Some of the most recent conversations about race within the party, though, have been related to Roseanne Barr’s endorsement by its Black Caucus. Saturday’s convention at downtown Holiday Inn quickly became a battleground when Barr’s delegation coordinator, national party co-chair Farheen Hakeem, made what some considered racist accusations against several party members in a speech. Martin said that the “race card” only served to highlight the type of disagreement you might find in any political party.

“It’s no question of racism. It’s very poor that someone not a member of the caucus was speaking on our behalf and creating this distraction,” said Martin, founder of the Greens’ Black Caucus. “We’re not going to put focus on 10 minutes of negative attention at this historic national convention.”

Growing pains

The internal fights over race is perhaps a sign of the party coming into its own.

Several of the party’s 10 key values, including social justice, equal opportunity, economic justice and respect for diversity dovetail with many minority communities’ primary concerns.

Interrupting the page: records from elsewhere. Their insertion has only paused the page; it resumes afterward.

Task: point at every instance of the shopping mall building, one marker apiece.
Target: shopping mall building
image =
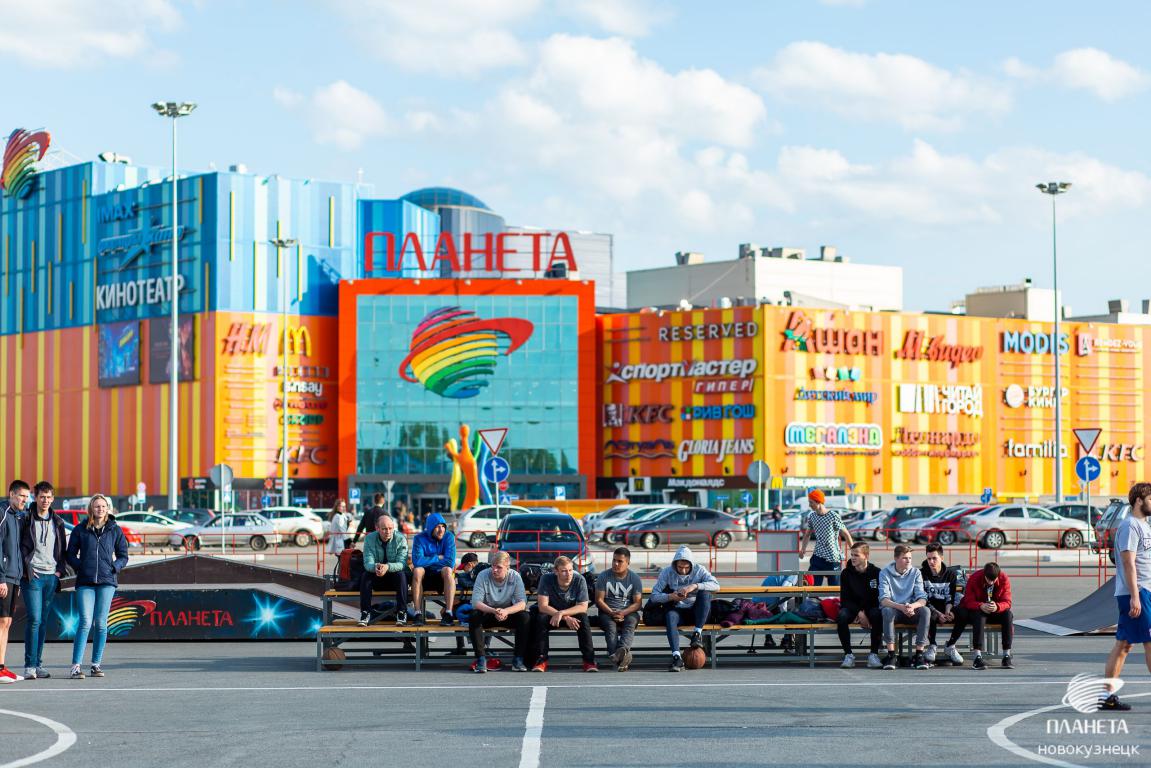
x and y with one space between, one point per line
413 324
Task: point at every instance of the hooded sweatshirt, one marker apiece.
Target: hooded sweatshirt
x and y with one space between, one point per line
429 553
939 587
905 588
670 579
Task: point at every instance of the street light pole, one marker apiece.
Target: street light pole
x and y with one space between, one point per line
1054 189
282 243
174 111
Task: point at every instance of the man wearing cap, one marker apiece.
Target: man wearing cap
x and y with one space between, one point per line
829 531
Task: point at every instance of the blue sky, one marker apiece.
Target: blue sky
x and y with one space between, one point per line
904 132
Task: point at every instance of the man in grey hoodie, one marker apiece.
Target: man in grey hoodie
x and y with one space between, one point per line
902 598
685 587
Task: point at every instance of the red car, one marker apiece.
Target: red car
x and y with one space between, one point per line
948 530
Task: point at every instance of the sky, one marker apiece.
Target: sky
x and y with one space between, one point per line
904 132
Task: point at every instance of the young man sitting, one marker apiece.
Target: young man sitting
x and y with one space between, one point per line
901 598
859 602
686 588
986 598
618 595
562 603
939 584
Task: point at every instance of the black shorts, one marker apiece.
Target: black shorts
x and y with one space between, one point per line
8 603
433 580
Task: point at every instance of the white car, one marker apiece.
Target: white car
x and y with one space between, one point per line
154 527
234 530
478 525
297 524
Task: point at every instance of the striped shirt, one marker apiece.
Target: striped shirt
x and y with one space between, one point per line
825 529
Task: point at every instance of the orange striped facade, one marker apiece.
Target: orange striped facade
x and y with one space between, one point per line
892 402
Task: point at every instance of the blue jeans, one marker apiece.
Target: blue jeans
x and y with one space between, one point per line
93 610
821 564
38 593
696 614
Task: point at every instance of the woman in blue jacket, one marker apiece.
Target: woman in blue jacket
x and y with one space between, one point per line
97 550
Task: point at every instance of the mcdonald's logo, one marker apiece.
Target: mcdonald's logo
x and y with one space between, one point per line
299 342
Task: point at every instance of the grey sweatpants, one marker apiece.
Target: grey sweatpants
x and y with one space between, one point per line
618 633
922 621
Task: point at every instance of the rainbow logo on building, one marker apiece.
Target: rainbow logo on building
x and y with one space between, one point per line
452 351
23 151
126 614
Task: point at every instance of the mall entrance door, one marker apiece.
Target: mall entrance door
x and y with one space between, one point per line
429 503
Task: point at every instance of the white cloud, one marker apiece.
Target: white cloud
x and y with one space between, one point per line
446 37
1098 71
625 17
882 86
68 33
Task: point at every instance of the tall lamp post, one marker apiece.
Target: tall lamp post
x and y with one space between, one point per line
282 243
1056 188
174 109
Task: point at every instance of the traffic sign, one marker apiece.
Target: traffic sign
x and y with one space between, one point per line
1087 438
496 469
759 472
494 439
1088 469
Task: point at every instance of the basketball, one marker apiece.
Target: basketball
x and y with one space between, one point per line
695 658
335 653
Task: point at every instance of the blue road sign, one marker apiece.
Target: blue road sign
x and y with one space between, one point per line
1088 469
496 470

Martin, former co-chair of the Wisconsin Green Party, said that two whites –– David Cobb and now Massachusetts physician Jill Stein –– were chosen to run for president in the party’s short national history and the caucus’s endorsement of Barr wasn’t a slight to the black community. (Ralph Nader was the nominee in 1996 and 2000.)

“I deal with racism in my community. I fight Nazis. I organize against the Ku Klux Klan. I’m right there in front of it [racism], and there’s just no race card to be drawn here. That outburst was an embarrassment,” Martin said, “and its innuendo was a shunning of black leadership.”

What it means to be Green

Cheri Honkala and Jill Stein

The Greens have been characterized as “eco-socialists” for their stances on environmental economics such as the Green New Deal and universal services such as Medicare For All and free public higher education.

One of the fundamental values of the group is their refusal to accept money from corporations, labor unions, political action committees, their executives or their lobbyists –– or as Stein calls it “money with strings attached.”

“We don’t accept corporate money because campaign finance is part of the problem,” Martin said. “We know about the 99%, and we know about the growing gap between the rich and the poor. The Occupy movement has helped bring that out very clearly.”

Many parallels have been drawn between the Greens and the Occupy movement which grew out of New York’s Zuccotti Park: grassroots work for social justice, peaceful protest, crusaders against the Wall Street “too big to fail and too big to jail.”

But like the Occupiers, however, the Greens’ are extremely homogeneous. Stein and Honkala have identified this as an area the party needs to work on to continue to grow.

“We have a long history of addressing economic justice. [On these issues] people of color are in the driver’s seat,” Stein said, because they are the ones largely affected by these issues.

“We live in a country that’s wealthy and where there’s enough to go around. But one in two Americans is living in poverty or just above it as low-income,”Honkala said.

“People are struggling just to get that carton of milk,” she said. The system didn’t happen by accident. We’re here as a reality check to the presidential mockery.”